International Mammalian Genome Society

The 13th International Mouse Genome Conference
October 31-November 3, 1999

Table of Contents * Structure * Bioinformatics * Sequence * Mapping * New Tools * Gene Discovery * Developmental * Mutagenesis * Functional Genomics

E56 The Use of Speed-Backcrosses for Updating the Harwell Mutant Map: A Novel Application for IVF Allows Rapid Generation of Large Numbers of Mice for Genotype Analysis

Christine Wells, Peter Glenister, Claire Thornton, Sarah Smythe and Steve Brown. Medical Research Council, Mammalian Genetics Unit, Harwell, OX11 0RD, UK

The success of the Harwell ENU mutagenesis programme has necessitated finding novel approaches to facilitate mapping the large numbers of interesting phenotypes already generated. For many years the major bottleneck for any mapping project has traditionally been the generation of sufficient numbers of backcross animals.

By the use of in vitro fertilisation we have obtained large numbers of animals in a very short space of time. Furthermore, this approach has cut demand on our animal facility by circumventing the traditional breeding route. More than 100 backcross progeny are routinely produced from one IVF session, the equivalent of 15 - 20 natural matings. The recipient foster females (~12 - 18) are housed in groups of 6 until just before parturition thus saving animal house space. A further advantage is that all the backcross animals are born and weaned on the same day. When the phenotype is classifiable, tail snips are frozen for genotype analysis and the animals removed from the shelf.

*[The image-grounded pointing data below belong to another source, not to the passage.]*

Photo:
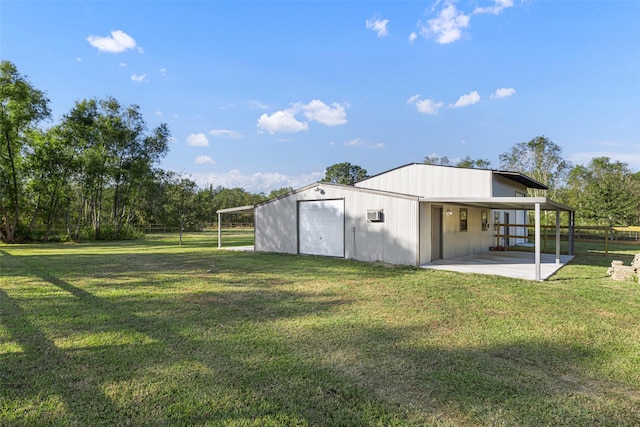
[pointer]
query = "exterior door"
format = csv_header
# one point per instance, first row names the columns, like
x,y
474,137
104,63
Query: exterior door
x,y
321,227
436,233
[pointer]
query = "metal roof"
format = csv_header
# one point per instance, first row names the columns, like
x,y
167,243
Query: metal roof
x,y
521,179
505,203
514,176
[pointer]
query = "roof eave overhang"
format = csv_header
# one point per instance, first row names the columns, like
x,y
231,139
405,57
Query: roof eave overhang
x,y
505,203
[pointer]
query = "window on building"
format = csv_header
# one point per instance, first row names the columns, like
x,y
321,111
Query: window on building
x,y
484,216
463,219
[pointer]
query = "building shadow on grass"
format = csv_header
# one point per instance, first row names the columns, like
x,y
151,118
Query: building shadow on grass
x,y
247,356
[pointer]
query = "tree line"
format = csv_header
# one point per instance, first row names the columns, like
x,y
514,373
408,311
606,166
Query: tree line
x,y
95,175
603,192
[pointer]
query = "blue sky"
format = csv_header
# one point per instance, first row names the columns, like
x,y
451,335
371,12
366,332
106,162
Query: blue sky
x,y
263,95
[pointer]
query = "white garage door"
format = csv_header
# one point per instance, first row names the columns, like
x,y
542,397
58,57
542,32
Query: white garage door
x,y
321,227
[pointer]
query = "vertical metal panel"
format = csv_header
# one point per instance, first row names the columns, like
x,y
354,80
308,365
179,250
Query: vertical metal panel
x,y
321,227
394,240
433,181
458,243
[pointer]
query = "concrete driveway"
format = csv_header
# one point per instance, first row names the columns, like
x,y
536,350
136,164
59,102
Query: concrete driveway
x,y
519,265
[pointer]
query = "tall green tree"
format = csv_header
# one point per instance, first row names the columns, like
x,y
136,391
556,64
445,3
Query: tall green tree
x,y
437,160
116,153
541,159
344,173
21,108
49,163
605,192
470,163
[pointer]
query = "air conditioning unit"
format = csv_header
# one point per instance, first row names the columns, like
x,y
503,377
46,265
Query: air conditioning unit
x,y
375,215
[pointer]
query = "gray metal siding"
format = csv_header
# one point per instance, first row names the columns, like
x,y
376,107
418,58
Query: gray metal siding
x,y
394,240
433,181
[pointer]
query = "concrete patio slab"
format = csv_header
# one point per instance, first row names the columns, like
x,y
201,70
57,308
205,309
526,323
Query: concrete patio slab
x,y
239,248
519,265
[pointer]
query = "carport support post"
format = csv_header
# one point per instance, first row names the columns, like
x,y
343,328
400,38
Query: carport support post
x,y
557,237
571,231
219,230
537,236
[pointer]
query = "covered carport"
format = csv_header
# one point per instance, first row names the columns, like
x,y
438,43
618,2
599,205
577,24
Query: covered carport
x,y
249,209
536,204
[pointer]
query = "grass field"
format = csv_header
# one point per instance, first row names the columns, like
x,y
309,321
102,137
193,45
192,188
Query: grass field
x,y
151,333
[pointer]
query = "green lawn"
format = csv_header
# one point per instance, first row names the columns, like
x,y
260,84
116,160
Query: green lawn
x,y
149,332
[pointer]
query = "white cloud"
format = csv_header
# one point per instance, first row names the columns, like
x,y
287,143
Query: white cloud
x,y
359,142
496,9
259,182
425,106
118,42
257,105
354,142
320,112
197,140
225,133
468,99
413,99
503,92
447,27
139,78
379,26
281,121
200,160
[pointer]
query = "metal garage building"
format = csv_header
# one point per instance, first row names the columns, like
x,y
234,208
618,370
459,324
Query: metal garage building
x,y
415,215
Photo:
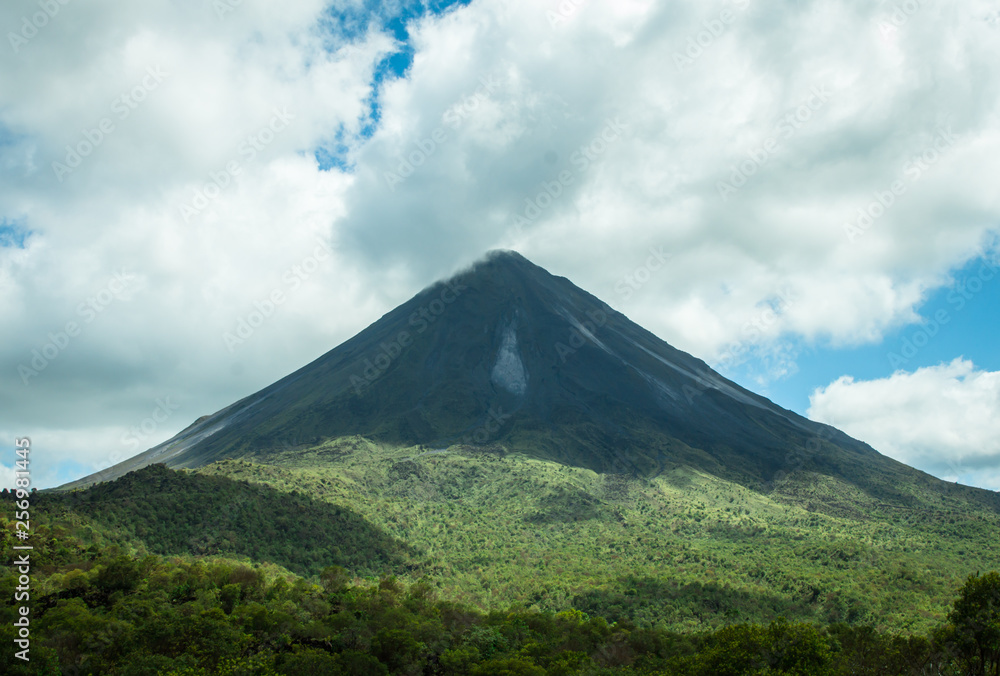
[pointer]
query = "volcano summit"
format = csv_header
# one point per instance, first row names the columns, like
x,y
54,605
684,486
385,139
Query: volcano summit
x,y
508,356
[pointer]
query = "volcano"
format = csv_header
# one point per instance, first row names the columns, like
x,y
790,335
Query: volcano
x,y
507,357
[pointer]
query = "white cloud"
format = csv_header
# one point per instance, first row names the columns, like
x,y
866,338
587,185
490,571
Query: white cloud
x,y
551,91
943,419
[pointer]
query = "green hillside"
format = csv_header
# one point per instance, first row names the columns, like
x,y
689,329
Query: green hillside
x,y
359,558
683,550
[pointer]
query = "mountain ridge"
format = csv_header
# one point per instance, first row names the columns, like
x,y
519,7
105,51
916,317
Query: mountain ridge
x,y
505,352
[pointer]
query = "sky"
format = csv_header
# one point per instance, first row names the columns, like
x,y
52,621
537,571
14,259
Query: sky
x,y
801,193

IVF has proven so successful in this application that we are also able to archive lines by banking surplus embryos as well as freezing excess sperm for future IVF's if required.

Using this approach, 23 lines have been expanded for mapping in the initial 6 months. Using a multiplexed fluorescent genome scan we are aiming to map 20 lines within 10cM over the next year. Map positions have been obtained for 6 of these lines, representing several new loci. It now appears that the bottleneck has moved to the number of lines that can be screened; future work will be directed towards high throughput genomic analysis.